Elegia: o filme sobre o amor à luz do tempo

E se, enquanto esperássemos de braços cruzados por quem sempre amámos, nos apercebêssemos que a nossa vida está à beira do fim?

Talvez esta seja a questão mais profunda ao qual o filme de género dramático encaminha os espectadores. O mesmo tem como personagem principal Ben Kingsley nas vestes de David Kespesh, professor renomado da Universidade de Nova Iorque e crítico literário, que se envolve com sua belíssima estudante de nome Consuela Castilho, personagem interpretada por Penélope Cruz, numa relação em que o erotismo, o romantismo, a paixão pelas letras e a efervescência do amor se assumem claramente como ingredientes primordiais. À medida que a relação vai se tornando séria, os pormenores antes considerados irrelevantes – como a diferença de idade entre ambos que passa dos 25 anos – tendem a ganhar cada vez mais influência, sobretudo por parte dele. 
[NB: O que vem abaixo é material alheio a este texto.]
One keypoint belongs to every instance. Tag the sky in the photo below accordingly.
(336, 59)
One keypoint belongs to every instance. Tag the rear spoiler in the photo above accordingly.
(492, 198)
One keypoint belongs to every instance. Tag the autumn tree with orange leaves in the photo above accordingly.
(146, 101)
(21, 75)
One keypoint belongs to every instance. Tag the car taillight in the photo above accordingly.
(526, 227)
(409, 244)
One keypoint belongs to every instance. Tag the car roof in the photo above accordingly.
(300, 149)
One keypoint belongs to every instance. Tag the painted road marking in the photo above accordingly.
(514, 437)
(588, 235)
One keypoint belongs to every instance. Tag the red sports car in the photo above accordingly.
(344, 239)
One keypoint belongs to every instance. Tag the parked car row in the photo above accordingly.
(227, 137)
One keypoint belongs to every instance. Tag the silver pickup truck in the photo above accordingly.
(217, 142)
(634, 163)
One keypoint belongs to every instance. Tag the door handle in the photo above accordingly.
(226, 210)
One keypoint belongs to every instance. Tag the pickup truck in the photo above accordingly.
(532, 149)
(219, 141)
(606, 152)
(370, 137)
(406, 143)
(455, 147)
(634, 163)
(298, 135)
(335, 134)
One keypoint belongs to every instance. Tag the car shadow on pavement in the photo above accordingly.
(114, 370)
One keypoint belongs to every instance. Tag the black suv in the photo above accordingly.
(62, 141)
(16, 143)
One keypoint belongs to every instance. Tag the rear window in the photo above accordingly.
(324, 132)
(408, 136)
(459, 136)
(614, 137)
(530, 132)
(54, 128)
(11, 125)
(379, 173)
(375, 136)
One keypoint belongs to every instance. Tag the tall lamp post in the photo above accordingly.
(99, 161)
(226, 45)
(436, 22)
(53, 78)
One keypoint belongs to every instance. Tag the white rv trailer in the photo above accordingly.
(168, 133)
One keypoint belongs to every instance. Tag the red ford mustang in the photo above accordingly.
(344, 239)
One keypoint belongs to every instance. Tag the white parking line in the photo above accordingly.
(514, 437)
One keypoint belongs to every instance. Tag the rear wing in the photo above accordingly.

Consumida pelo fogo da paixão, Consuela falou a alguns de seus familiares e amigos sobre os encontros prazenteiros que tem tido com David, e o quanto esse tem sido especial para ela. Com efeito, tais pessoas, uma após outra, manifestaram o desejo de conhecer o homem de quem tanto se fala. Como forma de satisfazer tal desejo, acrescido à necessidade crescente que ela mesma sentia em mostrar ao mundo o quanto gostava dele, convidou-lhe para ir à casa dos seus pais por ocasião da festa em alusão ao diploma que ela recebera. Não vendo motivos para negar um pedido feito com tanta brandura, ele aceitou.

Só que, ao aproximar a hora H, ele sentiu-se gradativamente incapaz em cumprir com o que havia acordado, imaginando a recepção desprezível dos familiares dela de que seria alvo por causa da sua idade estar tão distante da idade de Consuela, ele tão velho e ela tão jovem. Por fim, decidiu não ir. Mas como estava ciente de qual seria a reacção da jovem, tentou suprimir o efeito nocivo de tal decisão através de um telefonema. Ligou para estudante inventando uma desculpa que não teve o resultado esperado. Ela percebeu que estava a ser enganada. Tal ocorrência foi motivo para ela pôr fim à relação. Ainda assim, ela olhava para o seu telemóvel esperando pelas chamadas dele. Este também esperava que aquela ligasse, mas ninguém ligava. Nem ela, nem ele.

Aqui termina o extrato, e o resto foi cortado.